A further eight partnerships are reportedly nearing formal agreement.

The 28 June ceremony – held to coincide with Ukrainian Constitution Day – saw 100 academics and university leaders convene to celebrate the scheme, with 24 institutions signing a formal partnership.

The same day, the UK government announced a further round of measures to help Ukraine’s academic community.

It has been hugely important to me to help me continue my studies at this time – Kateryna Zhuk, Ukrainian student

Besides £190,000 of financial assistance to support the twinning initiative, it pledged a further £9.8 million to the Researchers at Risk scheme, established with an initial £3 million in March to help more than 130 Ukrainian scientists and other researchers continue their work in the UK.

The UK-Ukraine partnerships include a breadth of practical assistance, including:

  • Helping to physically rebuild Ukrainian campuses
  • Mutually recognising credits, enabling English-speaking Ukrainian students to take online courses from UK universities that count towards their final degree
  • Allowing Ukrainian teaching and research to continue in UK laboratories and classrooms
  • Sharing academic resources, such as libraries and technical equipment
  • Preserving Ukrainian archives in UK institutions, as well as facilitating more cultural and language exchange opportunities
  • Sharing mental health support, particularly for Ukrainian staff and students suffering from conflict-derived post-traumatic stress disorder
  • Allowing Ukrainian students to catch-up on missed learning at summer schools hosted in UK institutions 

More broadly, it is hoped that the scheme will help mitigate any potential ‘brain drain’, helping Ukraine’s universities to not only survive the conflict, but putting them in a position to play a critical role in post-war reconstruction.

Short film on some of the partnerships signed to date

Kateryna Zhuk, a sixth-year student at Sumy State University, is among those to benefit from the twinning scheme.

“I have incredible impressions from my participation in the summer school at the University of Liverpool, enjoying the daily modules, excursions and social activities with other students from around the world,” she said.

“I am also impressed with the accommodation provided by the university, with comfortable rooms on campus with all the amenities I need. The lecturers at the summer school deserve particular mention, they are very friendly and positive.

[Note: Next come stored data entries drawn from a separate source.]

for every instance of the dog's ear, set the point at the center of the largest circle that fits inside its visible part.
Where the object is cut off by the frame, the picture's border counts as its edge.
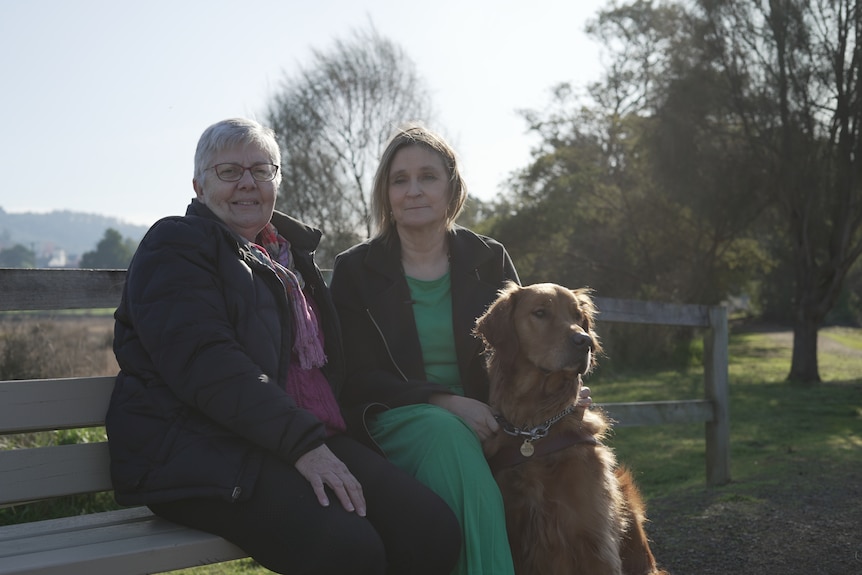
(496, 326)
(590, 311)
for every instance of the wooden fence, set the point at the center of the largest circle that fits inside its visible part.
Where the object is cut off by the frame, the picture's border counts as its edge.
(62, 289)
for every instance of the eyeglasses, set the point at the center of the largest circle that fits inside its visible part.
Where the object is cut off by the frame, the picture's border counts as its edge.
(234, 172)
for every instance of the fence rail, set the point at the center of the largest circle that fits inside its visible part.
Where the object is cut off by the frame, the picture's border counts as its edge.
(59, 289)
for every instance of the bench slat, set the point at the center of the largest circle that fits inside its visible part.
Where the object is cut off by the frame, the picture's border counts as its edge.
(45, 289)
(45, 404)
(41, 473)
(125, 541)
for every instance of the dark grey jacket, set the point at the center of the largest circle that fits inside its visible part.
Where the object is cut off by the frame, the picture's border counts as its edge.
(383, 354)
(203, 336)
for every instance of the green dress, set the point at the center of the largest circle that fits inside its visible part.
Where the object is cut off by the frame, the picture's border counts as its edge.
(452, 463)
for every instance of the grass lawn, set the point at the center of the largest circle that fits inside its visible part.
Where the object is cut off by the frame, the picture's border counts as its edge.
(778, 429)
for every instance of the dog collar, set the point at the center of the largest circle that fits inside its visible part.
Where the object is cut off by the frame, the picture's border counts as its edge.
(537, 432)
(511, 455)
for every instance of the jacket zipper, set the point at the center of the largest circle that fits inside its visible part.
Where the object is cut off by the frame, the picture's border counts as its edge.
(385, 344)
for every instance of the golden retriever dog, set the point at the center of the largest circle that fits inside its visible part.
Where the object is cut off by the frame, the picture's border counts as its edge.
(570, 509)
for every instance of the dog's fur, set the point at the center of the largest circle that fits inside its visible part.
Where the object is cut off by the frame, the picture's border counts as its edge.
(573, 511)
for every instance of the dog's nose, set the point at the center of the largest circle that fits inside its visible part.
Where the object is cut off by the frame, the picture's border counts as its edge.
(581, 340)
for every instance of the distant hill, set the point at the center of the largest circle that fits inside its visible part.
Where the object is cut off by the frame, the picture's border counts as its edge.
(73, 232)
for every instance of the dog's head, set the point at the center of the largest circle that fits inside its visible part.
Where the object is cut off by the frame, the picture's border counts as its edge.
(547, 326)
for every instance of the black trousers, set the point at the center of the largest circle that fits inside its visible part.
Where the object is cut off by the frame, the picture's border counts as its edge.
(408, 528)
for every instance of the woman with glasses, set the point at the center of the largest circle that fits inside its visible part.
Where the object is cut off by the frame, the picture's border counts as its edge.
(224, 414)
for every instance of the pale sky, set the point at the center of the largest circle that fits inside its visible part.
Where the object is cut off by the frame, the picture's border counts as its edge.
(103, 101)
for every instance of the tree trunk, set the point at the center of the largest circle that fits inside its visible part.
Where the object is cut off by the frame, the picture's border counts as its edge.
(803, 365)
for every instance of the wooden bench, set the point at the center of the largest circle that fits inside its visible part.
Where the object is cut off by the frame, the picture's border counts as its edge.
(133, 540)
(130, 540)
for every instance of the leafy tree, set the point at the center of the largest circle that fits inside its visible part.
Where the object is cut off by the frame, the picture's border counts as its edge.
(17, 256)
(332, 120)
(112, 252)
(794, 70)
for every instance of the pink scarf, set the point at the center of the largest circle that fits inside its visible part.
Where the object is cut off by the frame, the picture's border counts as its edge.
(307, 341)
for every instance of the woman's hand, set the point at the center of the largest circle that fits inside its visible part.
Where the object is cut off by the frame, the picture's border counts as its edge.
(476, 414)
(322, 468)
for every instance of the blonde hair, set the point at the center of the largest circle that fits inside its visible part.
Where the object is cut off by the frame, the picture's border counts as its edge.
(414, 134)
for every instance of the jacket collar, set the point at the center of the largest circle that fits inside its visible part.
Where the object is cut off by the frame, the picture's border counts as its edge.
(468, 252)
(301, 236)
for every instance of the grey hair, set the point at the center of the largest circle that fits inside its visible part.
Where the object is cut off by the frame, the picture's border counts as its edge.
(414, 134)
(232, 133)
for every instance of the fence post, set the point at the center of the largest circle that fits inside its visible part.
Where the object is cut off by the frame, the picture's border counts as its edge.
(715, 359)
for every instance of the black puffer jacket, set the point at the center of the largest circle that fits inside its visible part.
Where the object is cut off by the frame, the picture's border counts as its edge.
(203, 336)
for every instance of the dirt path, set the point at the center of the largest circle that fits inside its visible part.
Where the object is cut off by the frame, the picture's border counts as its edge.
(810, 525)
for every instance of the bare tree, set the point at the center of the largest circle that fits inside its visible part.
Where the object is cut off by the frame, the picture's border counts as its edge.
(332, 119)
(795, 72)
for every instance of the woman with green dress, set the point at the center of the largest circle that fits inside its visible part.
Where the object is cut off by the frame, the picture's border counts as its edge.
(408, 300)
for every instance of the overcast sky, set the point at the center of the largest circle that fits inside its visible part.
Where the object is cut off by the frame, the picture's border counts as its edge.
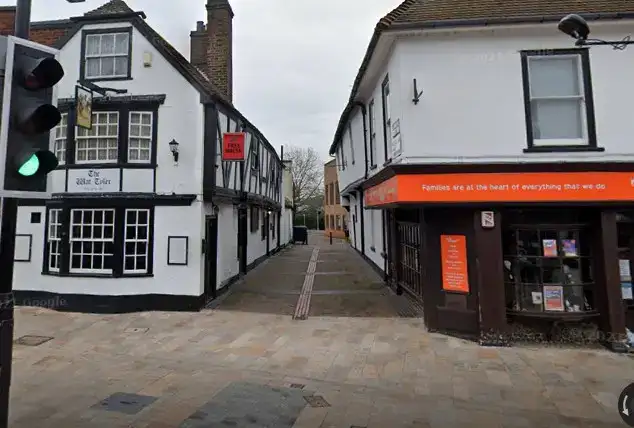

“I am lucky to study here and it has been hugely important to me to help me continue my studies at this time – I will be able to use this experience back at Sumy State University and my future professional activity.”

As previously reported in these pages, the HE sector has been trying to help Ukrainian peers in a number of ways. April saw the launch of a UK fellowship scheme for academics from the country, while in May the universities minister announced support for Ukrainian students including £4 million of hardship funding, extended access to HE student support, and tuition fee caps.